Entrepreneurial Solutions to the World's Problems
If there is no risk there is no reward

On Thursday, October 3rd, 2013, the Institute for Entrepreneurship gave the John Cabot
community an exclusive viewing of William A. Sahlman's webinar on "Entrepreneurial
Solutions to the World's Problems." Sahlman, a Professor of Business Administration
at Harvard Business School, teaches extensively on the process of entrepreneurial
endeavors. Sahlman discussed the six crucial concepts of the entrepreneurial practice:
perception of opportunity, access of resource, experimentation, the ability to adapt,
consequences of success and failure, and the forces of evil.
Behind any service gap, behind any issue of poverty and behind any issue of human
rights, there is potential for change. Every business problem and every crisis is
an opportunity for an entrepreneur to create value and a sustainable enterprise. Anyone
can conceive an idea but entrepreneurs have a great ability to pivot; they can improve
their idea and build it in accordance with the desires of the public. A business idea
on its own merit cannot survive if the world is not ready for it.

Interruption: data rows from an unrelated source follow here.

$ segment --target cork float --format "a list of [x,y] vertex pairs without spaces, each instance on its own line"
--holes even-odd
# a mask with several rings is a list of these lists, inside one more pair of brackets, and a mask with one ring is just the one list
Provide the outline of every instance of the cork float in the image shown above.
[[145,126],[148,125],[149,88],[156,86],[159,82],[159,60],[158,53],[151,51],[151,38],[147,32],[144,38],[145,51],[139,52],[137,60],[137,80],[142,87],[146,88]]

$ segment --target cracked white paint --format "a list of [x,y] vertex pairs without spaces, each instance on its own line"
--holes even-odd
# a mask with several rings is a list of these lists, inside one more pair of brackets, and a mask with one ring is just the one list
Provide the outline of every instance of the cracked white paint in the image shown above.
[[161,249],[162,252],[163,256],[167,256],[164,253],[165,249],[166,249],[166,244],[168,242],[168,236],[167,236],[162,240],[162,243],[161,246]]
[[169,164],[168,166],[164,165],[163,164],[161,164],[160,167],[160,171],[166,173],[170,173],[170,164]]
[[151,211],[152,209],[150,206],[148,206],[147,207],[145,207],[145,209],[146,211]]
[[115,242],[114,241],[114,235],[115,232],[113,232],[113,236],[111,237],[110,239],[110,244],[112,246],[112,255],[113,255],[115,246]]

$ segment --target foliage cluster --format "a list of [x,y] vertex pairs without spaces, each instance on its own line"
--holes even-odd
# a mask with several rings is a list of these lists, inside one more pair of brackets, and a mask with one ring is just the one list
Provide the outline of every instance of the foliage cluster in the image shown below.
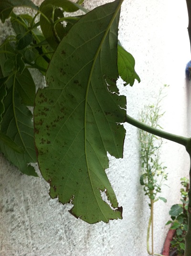
[[[162,90],[155,104],[146,105],[140,114],[140,121],[156,128],[162,129],[159,125],[160,119],[164,113],[160,113],[160,103]],[[166,202],[165,198],[157,197],[161,192],[161,186],[167,179],[168,174],[165,172],[166,167],[160,162],[160,149],[163,139],[142,130],[139,130],[139,141],[140,144],[140,159],[143,174],[140,183],[144,186],[145,195],[154,202],[159,199]],[[149,207],[151,204],[149,203]]]
[[184,255],[185,251],[185,236],[188,230],[188,193],[189,189],[189,181],[185,177],[181,178],[180,189],[181,203],[172,205],[169,214],[171,220],[169,221],[166,225],[171,224],[170,229],[176,230],[175,234],[171,241],[172,248],[177,249],[178,255]]
[[[162,90],[160,89],[157,102],[153,105],[147,105],[139,114],[140,121],[155,128],[162,127],[159,125],[160,119],[164,113],[161,113],[160,102],[162,99]],[[167,179],[166,167],[160,161],[160,155],[163,139],[142,130],[139,130],[140,146],[140,160],[142,174],[140,183],[143,187],[145,195],[149,199],[150,217],[147,231],[147,251],[149,255],[160,255],[154,253],[154,204],[159,199],[166,202],[164,197],[158,196],[161,192],[161,187]],[[151,250],[149,241],[151,226]]]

However, society and culture are disgruntled by change, and even the greatest inventions
can be met by heavy resistance. This is why statistics reflect that only three out
of five thousand business plans achieve success. A shocking point in case is iBot,
a brilliantly engineered product that leveraged Sedgway technology to resolve the
handicapped individual's difficulty of climbing stairs, and was subsequently discontinued
due to inadequate medical funding policies. The case is one of many that reveal the
reality of business failure. Despite this real-world hurdle, Sahlman shares the secret
formula of successful businesses: an entrepreneur must scale aspirations in social
enterprise to have an impact within the community, and pair these great ideas with
outstanding human capital.
The John Cabot community found the webinar to be "thought-provoking," as stated by
a student in attendance, Irma Zervens. Students and aspiring entrepreneurs alike were
enlightened on the risks and rewards of social enterprise. Another student, John Ryan
expressed, "I would like to meet him (William A. Sahlman) one on one and talk about
my thoughts and innovative ideas for future businesses."